Photograph by Jesse Lizotte / Trunk Archive
Words by willow defebaugh
Each spring, the Earth makes rebirth look easy; all we see on the surface is her becoming, never betraying the unseen effort it requires.
“And the day came when the risk to remain tight in a bud was more painful than the risk it took to blossom.”
Spring has arrived in the Northern Hemisphere, and with it, new life. Viridescent leaves are unwinding outside my window, while pink cherry blossoms bloom across the neighborhood. You can see it on strangers’ faces, too; renewal reverberating in the air. This was what I planned to write to you about this week—the joys of witnessing the Earth in rebirth. The thing about the season of rebirth, though, is that it also carries a deep discomfort: the pains of reawakening.
That goes for us as well. As adrienne maree brown pointed out in “We Are Earth,” her essay on emergent strategy from our new issue, nature repeats its patterns on scales both big and small. We are not exempt from these fractals: “There are patterns of the world that repeat at scale—look at ferns, crowns of broccoli, look at the way water moves through deltas and the way blood moves through our bodies, look at our brains with their synapses like galaxies.”

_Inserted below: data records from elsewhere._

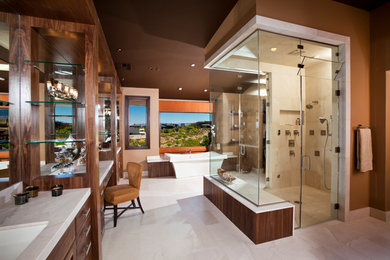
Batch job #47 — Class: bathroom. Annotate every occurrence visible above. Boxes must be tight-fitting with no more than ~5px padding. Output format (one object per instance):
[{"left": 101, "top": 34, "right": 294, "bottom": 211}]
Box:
[{"left": 210, "top": 30, "right": 342, "bottom": 227}]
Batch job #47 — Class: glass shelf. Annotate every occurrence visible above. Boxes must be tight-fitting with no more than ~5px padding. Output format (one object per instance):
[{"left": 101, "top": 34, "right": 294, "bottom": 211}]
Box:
[
  {"left": 24, "top": 60, "right": 84, "bottom": 69},
  {"left": 26, "top": 139, "right": 85, "bottom": 144},
  {"left": 26, "top": 100, "right": 85, "bottom": 106}
]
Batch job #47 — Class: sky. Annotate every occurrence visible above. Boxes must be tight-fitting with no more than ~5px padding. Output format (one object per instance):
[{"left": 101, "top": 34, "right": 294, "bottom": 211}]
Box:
[{"left": 55, "top": 104, "right": 72, "bottom": 123}]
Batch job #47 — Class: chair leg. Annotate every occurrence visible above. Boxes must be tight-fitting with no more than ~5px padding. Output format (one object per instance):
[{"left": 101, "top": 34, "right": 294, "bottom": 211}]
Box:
[
  {"left": 114, "top": 205, "right": 118, "bottom": 227},
  {"left": 137, "top": 197, "right": 145, "bottom": 214}
]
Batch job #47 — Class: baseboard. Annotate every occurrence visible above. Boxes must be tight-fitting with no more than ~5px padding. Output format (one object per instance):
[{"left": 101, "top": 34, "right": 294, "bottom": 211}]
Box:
[
  {"left": 370, "top": 208, "right": 390, "bottom": 222},
  {"left": 348, "top": 207, "right": 370, "bottom": 221}
]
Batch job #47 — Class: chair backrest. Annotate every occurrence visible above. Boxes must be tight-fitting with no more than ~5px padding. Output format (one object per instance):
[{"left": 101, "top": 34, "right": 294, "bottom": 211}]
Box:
[{"left": 127, "top": 162, "right": 142, "bottom": 189}]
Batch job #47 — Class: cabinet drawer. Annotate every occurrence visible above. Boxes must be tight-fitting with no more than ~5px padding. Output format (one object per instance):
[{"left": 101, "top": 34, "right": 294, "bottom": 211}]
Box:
[
  {"left": 77, "top": 218, "right": 92, "bottom": 259},
  {"left": 47, "top": 221, "right": 76, "bottom": 260},
  {"left": 76, "top": 199, "right": 92, "bottom": 236}
]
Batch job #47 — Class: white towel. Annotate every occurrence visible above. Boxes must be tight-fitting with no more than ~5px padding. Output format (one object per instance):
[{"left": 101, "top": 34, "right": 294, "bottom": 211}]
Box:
[{"left": 356, "top": 128, "right": 373, "bottom": 172}]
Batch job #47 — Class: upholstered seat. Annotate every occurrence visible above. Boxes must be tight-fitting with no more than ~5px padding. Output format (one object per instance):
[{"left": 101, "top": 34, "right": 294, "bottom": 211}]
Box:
[
  {"left": 104, "top": 184, "right": 139, "bottom": 205},
  {"left": 104, "top": 162, "right": 144, "bottom": 227}
]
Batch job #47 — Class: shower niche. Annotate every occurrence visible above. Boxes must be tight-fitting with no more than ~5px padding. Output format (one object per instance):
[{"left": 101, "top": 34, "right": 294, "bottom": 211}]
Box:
[{"left": 210, "top": 30, "right": 342, "bottom": 228}]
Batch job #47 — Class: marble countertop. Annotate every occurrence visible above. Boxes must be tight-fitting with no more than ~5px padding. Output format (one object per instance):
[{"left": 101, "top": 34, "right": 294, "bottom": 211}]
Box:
[
  {"left": 0, "top": 188, "right": 91, "bottom": 259},
  {"left": 99, "top": 160, "right": 114, "bottom": 185}
]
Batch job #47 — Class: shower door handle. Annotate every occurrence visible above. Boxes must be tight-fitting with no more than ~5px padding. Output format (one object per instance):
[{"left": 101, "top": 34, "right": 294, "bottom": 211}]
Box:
[{"left": 302, "top": 154, "right": 311, "bottom": 171}]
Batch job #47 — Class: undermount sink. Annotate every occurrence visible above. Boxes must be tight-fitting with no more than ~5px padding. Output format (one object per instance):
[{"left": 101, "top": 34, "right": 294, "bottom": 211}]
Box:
[{"left": 0, "top": 221, "right": 48, "bottom": 260}]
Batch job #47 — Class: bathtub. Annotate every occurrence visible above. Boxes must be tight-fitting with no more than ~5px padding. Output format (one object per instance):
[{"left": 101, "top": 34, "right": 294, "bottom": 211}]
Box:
[{"left": 165, "top": 152, "right": 227, "bottom": 179}]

The sprouts we see clawing their way up from the soil, stalks unfurling, petals peeling open in the spring—we mirror their processes, their pangs and progress. After months of winter stagnancy and stillness, we too are coming alive again. And it is not an easy process: plants take cues from the atmosphere (temperature changes, increased sunlight) which tell them it’s time to grow. They must persevere against false starts and erratic weather, not to mention threats to their ecosystems, all of which is exacerbated by climate change. Rebirth is not without risk.
I often wonder whether rebirth is one thing taking another form or something new entirely. Flowers seem to straddle this same line; while we often speak of them “coming back,” they are not the same flowers that return. In the case of annuals, it’s not even the same plant; the organism’s entire lifecycle is one year, only “returning” in the spring if its flowers were able to reproduce and leave some seeds behind. Perennials, meanwhile, have evolved to survive for longer periods of time; they conserve some of their cells in bulbs, waiting until it’s time to bloom again. Even when they do, can we say these new flowers are the same?
Humans are not so different. We are changed by the winters of our lives, and we are born again each spring. Some of our cells may be the same—others, brand new. Cyclical living offers us the ability to assess which parts we are leaving in the darkness of the dirt, and which parts are rising now to meet the increasing daylight. I often find that this is where the discomfort comes in; in our eagerness to open, we forget that we also require the right amount of rain, supple soil, and most importantly, patience. We forget that growth takes time.
Meanwhile, the Earth makes it look easy; all we see on the surface is her becoming, never betraying the unseen effort it requires. I empathize with her on this; many people are kind to tell me that I am navigating my transition with grace, when inside it feels like anything but. At every turn, I have roiled at my own growth. There have been times I have wanted to return to the safety of the soil, and others where I have wished I could flower fully formed. I have been holding on to parts of me and letting go of others. In all of it, I have come to recognize Nature’s tender hand.
While our blooms may look different, I suspect that you are finding yourself somewhere similar in this season of liminality, feeling the sun’s caress on the new skin you are still growing into, your petals still unfurling. As you do, I invite you to take a moment this spring morning to assess all the work you have done to get here: all the risks you have taken, the winters you never thought you would survive. None of it is small—for as we change, so does our world, after all.